La poussée syndicale
Une des conséquences de la grève de Février sera la poussée du mouvement syndical. Alors qu’auparavant les ouvriers agricoles avaient peur d’être syndiqués par peur de représailles, désormais ils prennent conscience que la lutte de leurs droits passe par un mouvement uni et fort.
Aussi dès le lendemain de la grève, les travailleurs créent des syndicats dans plusieurs corps de métiers. En Septembre-Octobre 1900 apparaissent le syndicat des ouvriers maçons (80 membres), des chantiers (60 membres), des cordonniers, typographes, de la métallurgie, des employés de commerce et d’industrie et des employés de commerce de d’industrie.
Le premier syndicat des ouvriers agricoles apparaît au Lorrain avec 1081 membres et sera suivi par d’autres présents dans d’autres communes.
Cela inquiétait les autorités locales et notamment le Gouverneur Merlin qui fait un rapport au Ministre : « Il s’en crée un peut sur tous les points de l’île ».

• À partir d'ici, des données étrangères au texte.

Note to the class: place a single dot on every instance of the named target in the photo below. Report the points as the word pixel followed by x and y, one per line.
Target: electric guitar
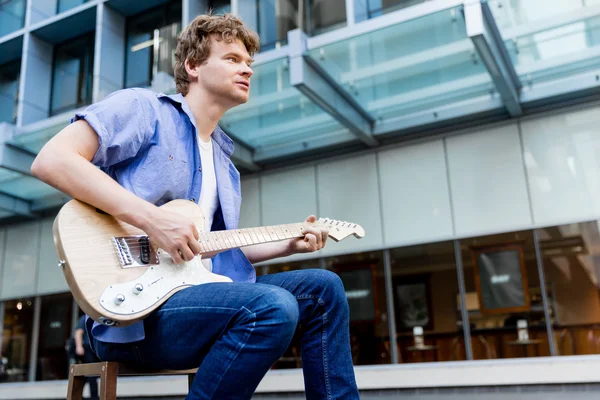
pixel 118 276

En juin 1901, suite à une grande réunion générale est décidée une Bourse du Travail qui rassemble tous les syndicats de Saint-Pierre. Le programme est le suivant :
- Création de coopératives,
- Bureau de placement,
- Caisse contre le chômage,
- Retraites ouvrières,
- Banque de placement,
- Caisse contre le chômage,
- Retraites ouvrières et
- Banque de crédit pour le petit exploitant agricoles
Par la suite différents corps de métiers se mettront en grève. On peut noter la grève des typographes de l’imprimerie du journal « Les Antilles » suite au licenciement d’un employé le 30 novembre 1900 ou encore les charbonniers et charbonnières (photo ci-contre) qui transportaient le charbon (combustible utilisé à l’époque par les navires de transports de marchandise) sur les ports de Saint-Pierre et Fort-de-France. Payé 20 centimes de l’heure, ils réclamaient à la Compagnie Générale Transatlantique qui les employaient 30 centimes pour une tâche qui était très physique.
Le Conseil Général accorde une bourse de 500 francs à chaque syndicat local. Cependant cette poussée syndicaliste inquiète les classes bourgeoises qui vont tenter d’en faire des sociétés de secours mutuels. Les patrons essaient de rapprocher des syndicats également mais sans succès parce que les différends étaient trop importants pour qu’il y ait une entente.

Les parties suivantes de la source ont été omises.